I congratulate my hon. Friend the Member for Southend West (Sir David Amess) on his remarkable success in getting the Bill this far. He has steered it very well. He mentioned the Committee stage, which managed to last an entire 14 minutes. Approval for the ideas he brings forward is very clear, and I hope to see the Bill making it on to the statute book shortly. The Government support the Bill.

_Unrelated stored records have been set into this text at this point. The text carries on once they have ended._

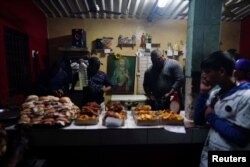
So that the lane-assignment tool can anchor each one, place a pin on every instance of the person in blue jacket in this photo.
(225, 109)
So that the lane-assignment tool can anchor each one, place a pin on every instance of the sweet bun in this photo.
(44, 98)
(29, 104)
(65, 120)
(36, 119)
(65, 100)
(53, 98)
(32, 98)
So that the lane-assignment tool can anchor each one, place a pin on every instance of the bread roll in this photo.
(65, 100)
(44, 98)
(32, 98)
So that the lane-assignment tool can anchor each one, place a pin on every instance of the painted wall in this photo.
(244, 38)
(162, 31)
(22, 16)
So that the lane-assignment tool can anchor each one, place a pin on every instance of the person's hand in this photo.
(167, 95)
(58, 92)
(151, 97)
(204, 86)
(208, 110)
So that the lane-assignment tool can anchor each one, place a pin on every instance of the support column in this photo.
(202, 39)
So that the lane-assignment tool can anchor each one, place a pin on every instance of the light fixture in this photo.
(162, 3)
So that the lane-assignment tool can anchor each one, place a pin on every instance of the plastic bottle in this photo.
(83, 75)
(143, 39)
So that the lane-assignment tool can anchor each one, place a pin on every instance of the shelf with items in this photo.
(74, 53)
(126, 45)
(154, 45)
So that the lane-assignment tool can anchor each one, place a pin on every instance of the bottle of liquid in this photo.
(146, 41)
(83, 75)
(149, 38)
(143, 39)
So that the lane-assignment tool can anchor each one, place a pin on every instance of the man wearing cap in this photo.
(98, 83)
(226, 109)
(242, 70)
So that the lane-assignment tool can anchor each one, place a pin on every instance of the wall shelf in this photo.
(154, 45)
(126, 45)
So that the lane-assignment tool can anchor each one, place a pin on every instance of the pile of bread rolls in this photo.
(47, 110)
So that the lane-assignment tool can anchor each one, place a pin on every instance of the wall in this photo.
(22, 16)
(162, 31)
(244, 38)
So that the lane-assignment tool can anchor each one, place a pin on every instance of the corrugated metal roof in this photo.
(232, 10)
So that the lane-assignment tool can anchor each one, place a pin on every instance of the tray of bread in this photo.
(115, 115)
(144, 116)
(168, 117)
(89, 114)
(47, 111)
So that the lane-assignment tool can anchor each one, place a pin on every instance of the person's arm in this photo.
(146, 87)
(200, 103)
(178, 75)
(199, 108)
(231, 132)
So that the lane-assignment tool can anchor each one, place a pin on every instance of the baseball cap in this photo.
(94, 61)
(243, 64)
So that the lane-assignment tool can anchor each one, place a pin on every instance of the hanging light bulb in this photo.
(162, 3)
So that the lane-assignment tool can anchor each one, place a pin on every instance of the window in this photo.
(17, 60)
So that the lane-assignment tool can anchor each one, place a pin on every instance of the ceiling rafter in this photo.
(233, 10)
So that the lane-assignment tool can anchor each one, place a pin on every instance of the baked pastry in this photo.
(32, 98)
(65, 100)
(43, 98)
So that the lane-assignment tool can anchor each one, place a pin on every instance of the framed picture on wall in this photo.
(121, 71)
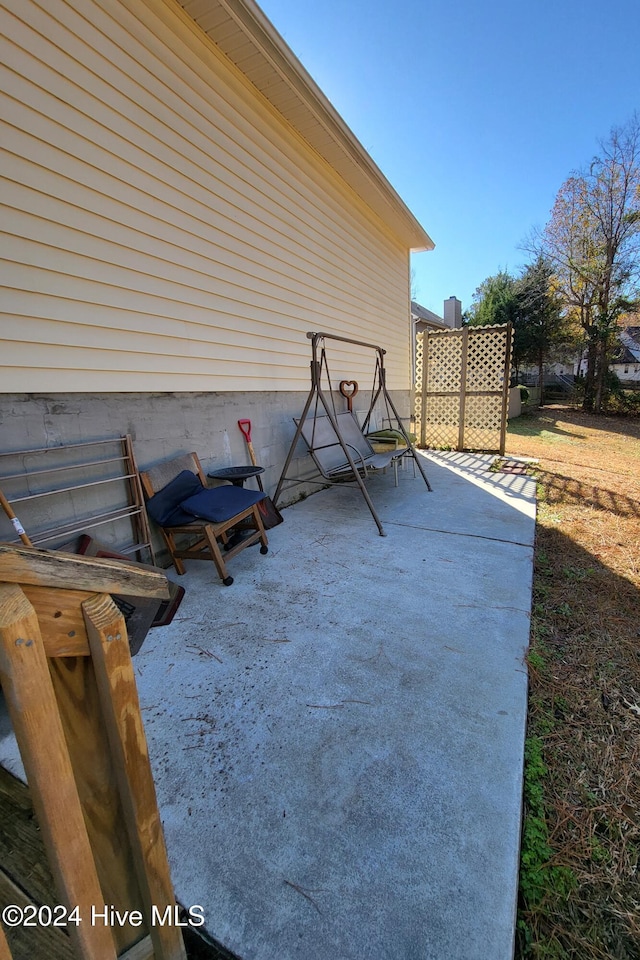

I shall be relatively brief and expeditious. Let me first confirm that, in my view, the provisions of the Driving Instructors (Registration) Bill are compatible with the European convention on human rights. Thanks to the great efforts of my hon. Friend, we are now aware that paid driving instruction in Great Britain has been regulated for many years—in fact, since the 1960s. It is therefore unlawful for a person to carry out paid driving instruction unless they are registered as an “approved driving instructor”, commonly known as an ADI. To become a qualified ADI, an instructor must take and pass a three-stage process. There is a purpose to the legislation, which is to ensure that an instructor is sufficiently qualified to deliver a robust standard of instruction to learner drivers and, through that, help to preserve road safety by making sure they become safe and responsible drivers.
The regime to control the process is proportionate. We need look only at our country’s record on road safety to see the contribution that ADIs have made; indeed, other countries look at our record with some envy and have sought to replicate our system. As my hon. Friend made clear and as acknowledged in Committee, however, some of the legislation is out of date and due for a change. That, of course, is why we are here today.
My hon. Friend has identified two quite simple changes that can be made to the legislation to bring it up to date and make it more reflective of current work practices, without compromising instructor standards. As he has pointed out, driving instructors are primarily small businesses, often operating individually or perhaps as part of a smaller franchise arrangement. These simple provisions will provide benefits of a deregulatory nature for a group of small businesses, which is entirely in keeping with the Government’s intention to remove barriers to business.
The two ideas are quite straightforward. The first is to help people back into the industry through the removal of the requirement to redo their full three-part qualification. Last year, 2,500 ADIs allowed their registration to lapse, but only 1%—just 25—applied to requalify. I am sure that, had the requalification process been simpler, more would have tried to re-enter the industry. The requalification process will be reduced from a 34-week process to a six-week one, which is a very significant change.
The second idea relates to voluntary removal from the register and then re-entering via the updated, simplified procedure. Last year, 610 ADIs asked to be removed from the register because they had other commitments. The registrar cannot, however, legally do that because ADIs can be removed only for reasons relating to conduct, competence or discipline. If someone is taking a career break to be a carer or to bring up a family, having one’s competence challenged or being made subject to a disciplinary procedure seems entirely unfair. It does not reflect what is happening in people’s lives or careers, which is why we need to make the change.
As the Minister with responsibility for road safety, I am reassured that the Bill will not lower standards and will not compromise road safety; it will merely simplify access to the profession.